Even so, Ms. Hart does not present, point to, or even suggest any evidence showing a substantial decline in telephonic inquiries for stock quotes or in the numbers of jobs existing in the category of Telephone Quotation Clerks. Further, she does not show that the numbers of those jobs existing in the national economy have declined to below an amount that qualifies as significant.[4] The Court notes that, while Ms. Hart asserts that most investors now access stock-quote information via the internet, the D.O.T. occupation description quoted by her includes more than answering customers’ telephonic inquires about stock quotes; it also includes answering inquiries for other information, relaying calls to registered representatives, and calling customers to inform them of stock quotations. (Plaintiff’s Brief in Support of Her Complaint at 7-8 n. 8.) Because Ms. Hart failed to show that the occupation or its numbers are, in fact, obsolete and the same is not self-evident, error has not been shown.

Conclusion

The ALJ’s decision is supported by substantial evidence and has not been shown to be the result of legal error. This magistrate judge recommends that the decision of the Commissioner denying Ms. Hart’s application for disability benefits be affirmed.

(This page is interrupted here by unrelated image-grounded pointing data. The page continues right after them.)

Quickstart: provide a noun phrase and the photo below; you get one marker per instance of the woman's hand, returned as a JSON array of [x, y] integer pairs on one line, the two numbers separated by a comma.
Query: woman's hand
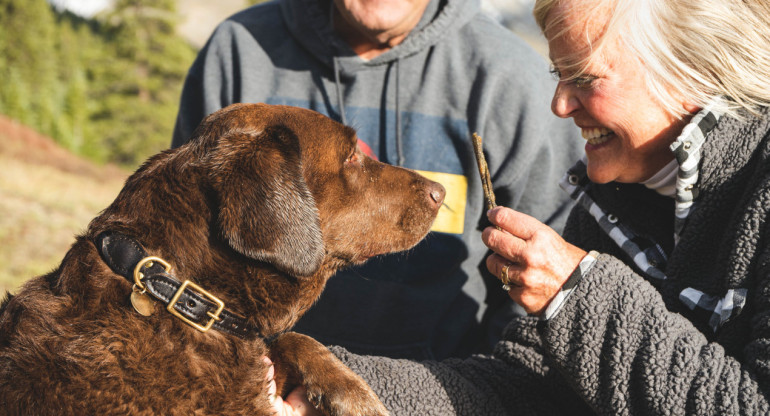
[[296, 403], [538, 260]]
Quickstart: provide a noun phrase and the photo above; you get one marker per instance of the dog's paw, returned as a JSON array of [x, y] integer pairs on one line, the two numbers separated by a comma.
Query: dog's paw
[[350, 397]]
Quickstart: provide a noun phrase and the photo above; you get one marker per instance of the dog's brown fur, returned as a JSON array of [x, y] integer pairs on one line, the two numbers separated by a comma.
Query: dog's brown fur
[[260, 208]]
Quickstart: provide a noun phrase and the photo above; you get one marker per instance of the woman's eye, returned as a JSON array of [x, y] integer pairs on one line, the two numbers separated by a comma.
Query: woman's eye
[[555, 73], [584, 81]]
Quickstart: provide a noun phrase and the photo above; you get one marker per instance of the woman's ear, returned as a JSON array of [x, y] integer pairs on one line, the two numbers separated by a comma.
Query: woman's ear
[[266, 211]]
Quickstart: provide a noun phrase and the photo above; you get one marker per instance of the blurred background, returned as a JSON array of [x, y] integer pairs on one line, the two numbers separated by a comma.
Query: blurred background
[[88, 90]]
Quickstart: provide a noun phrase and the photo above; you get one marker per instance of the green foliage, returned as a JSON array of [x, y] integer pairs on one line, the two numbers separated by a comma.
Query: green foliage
[[106, 88]]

Notice regarding objections

Within fourteen days after being served with a copy of this recommendation, either party may serve and file specific written objections thereto. 28 U.S.C. § 636(b); Fed.R.Civ.P. 72(b)(2). A district judge shall make a de novo determination of those portions of the recommendation to which objections are made. 28 U.S.C. § 636(b); Fed.R.Civ.P. 72(b)(3). Failure to file an objection might result in forfeiture of the right to de novo determination by a district judge and to review by the court of appeals of any portion of the recommendation to which an objection was not filed. Tumminaro v. Astrue, 671 F.3d 629, 633 (7th Cir. 2011); United States v. Pineda-Buenaventura, 622 F.3d 761, 777 (7th Cir. 2010); Schur v. L. A. Weight Loss Centers, Inc., 577 F.3d 752, 761 n. 7 (7th Cir. 2009); Kruger v. Apfel, 214 F.3d 784, 787 (7th Cir. 2000); Johnson v. Zema Systems Corp., 170 F.3d 734, 739 (7th Cir. 1999).